La Scala de Paris, beaucoup de bruit pour rien…

La Scala de Paris, beaucoup de bruit pour rien…

Quelle n’a pas été la surprise des abonnés de théâtre en recevant dans leur boîte aux lettres le programme de la Scala de Paris. Cette nouvelle salle a ouvert ses portes cette année. Si l’opération de communication est impressionnante, l’endroit vaut-il vraiment le déplacement ?

A en croire l’annonce, la Scala se veut être un « théâtre d’art privé ouvert à tous les vents de la création et aux publics plus larges », pour reprendre les mots qui introduisent la saison. Et pourtant, l’espoir de l’ouverture d’une salle d’avant-garde est vite décevant.

Un espace historique, mis au goût du jour

Existant depuis la Belle Époque, cette salle aura subi beaucoup de transformations. Passant du music-hall au cinéma, elle fut ensuite spécialisée à partir des années 1970 dans la diffusion de films pornographiques. Il aura fallu un lourd investissement et une grande motivation de la part de Mélanie et Frédéric Biessy pour rénover l’ensemble et créer une salle aux murs bleus, entièrement modulable, adaptée à la diversité de la programmation.

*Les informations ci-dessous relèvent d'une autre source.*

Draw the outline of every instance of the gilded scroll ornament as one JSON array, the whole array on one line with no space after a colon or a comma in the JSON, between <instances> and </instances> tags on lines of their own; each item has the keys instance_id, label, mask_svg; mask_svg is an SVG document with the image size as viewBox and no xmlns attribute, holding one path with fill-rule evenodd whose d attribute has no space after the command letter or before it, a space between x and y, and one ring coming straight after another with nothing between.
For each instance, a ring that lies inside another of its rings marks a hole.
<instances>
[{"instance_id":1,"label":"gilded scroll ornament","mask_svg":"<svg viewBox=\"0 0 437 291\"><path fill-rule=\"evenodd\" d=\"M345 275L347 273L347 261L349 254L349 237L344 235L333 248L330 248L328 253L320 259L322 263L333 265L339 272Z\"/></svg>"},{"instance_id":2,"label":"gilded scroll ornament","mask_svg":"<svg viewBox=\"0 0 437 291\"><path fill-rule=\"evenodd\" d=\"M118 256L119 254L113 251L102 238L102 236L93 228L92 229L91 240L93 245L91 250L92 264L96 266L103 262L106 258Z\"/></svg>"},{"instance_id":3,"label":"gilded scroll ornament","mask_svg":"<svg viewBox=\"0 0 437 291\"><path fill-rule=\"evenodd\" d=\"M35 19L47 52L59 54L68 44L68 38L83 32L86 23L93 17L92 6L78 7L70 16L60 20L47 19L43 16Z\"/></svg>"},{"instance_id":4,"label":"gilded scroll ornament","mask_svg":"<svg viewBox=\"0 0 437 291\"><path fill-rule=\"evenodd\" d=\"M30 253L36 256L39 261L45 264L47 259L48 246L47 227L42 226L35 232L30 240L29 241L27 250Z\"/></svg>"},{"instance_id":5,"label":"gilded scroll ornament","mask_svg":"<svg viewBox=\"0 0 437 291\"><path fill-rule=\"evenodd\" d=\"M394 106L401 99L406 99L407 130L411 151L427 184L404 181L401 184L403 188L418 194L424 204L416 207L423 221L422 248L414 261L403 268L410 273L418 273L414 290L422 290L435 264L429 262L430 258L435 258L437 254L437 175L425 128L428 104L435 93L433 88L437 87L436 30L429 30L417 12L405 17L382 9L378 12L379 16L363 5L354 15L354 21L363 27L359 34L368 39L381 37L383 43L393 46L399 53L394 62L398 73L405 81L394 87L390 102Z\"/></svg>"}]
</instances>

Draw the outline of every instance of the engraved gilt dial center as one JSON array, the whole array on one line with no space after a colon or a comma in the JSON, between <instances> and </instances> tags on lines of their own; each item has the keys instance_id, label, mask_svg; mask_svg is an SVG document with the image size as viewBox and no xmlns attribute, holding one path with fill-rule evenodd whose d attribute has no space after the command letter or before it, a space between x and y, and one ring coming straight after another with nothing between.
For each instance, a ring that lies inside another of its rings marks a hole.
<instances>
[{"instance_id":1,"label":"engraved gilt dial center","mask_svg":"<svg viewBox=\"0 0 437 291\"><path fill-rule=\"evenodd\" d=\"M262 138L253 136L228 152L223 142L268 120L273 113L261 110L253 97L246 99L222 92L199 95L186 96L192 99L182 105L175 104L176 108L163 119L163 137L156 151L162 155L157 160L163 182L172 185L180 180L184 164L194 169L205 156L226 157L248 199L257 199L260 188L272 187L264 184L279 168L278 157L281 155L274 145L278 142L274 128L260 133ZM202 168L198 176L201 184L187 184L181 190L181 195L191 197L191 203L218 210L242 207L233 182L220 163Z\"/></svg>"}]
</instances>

Cette scène avec une acoustique adaptée accueillera autant du théâtre, que de la musique, et même du cirque…

Cet aménagement moderne s’adapte aux attentes du public : des sièges confortables et surtout une large place pour les jambes, ce que l’on regrette bien souvent au bout d’une heure, assis dans une salle classique. Certains chanceux, assis sur les places du côté auront même la joie d’avoir un repose-pied en bois.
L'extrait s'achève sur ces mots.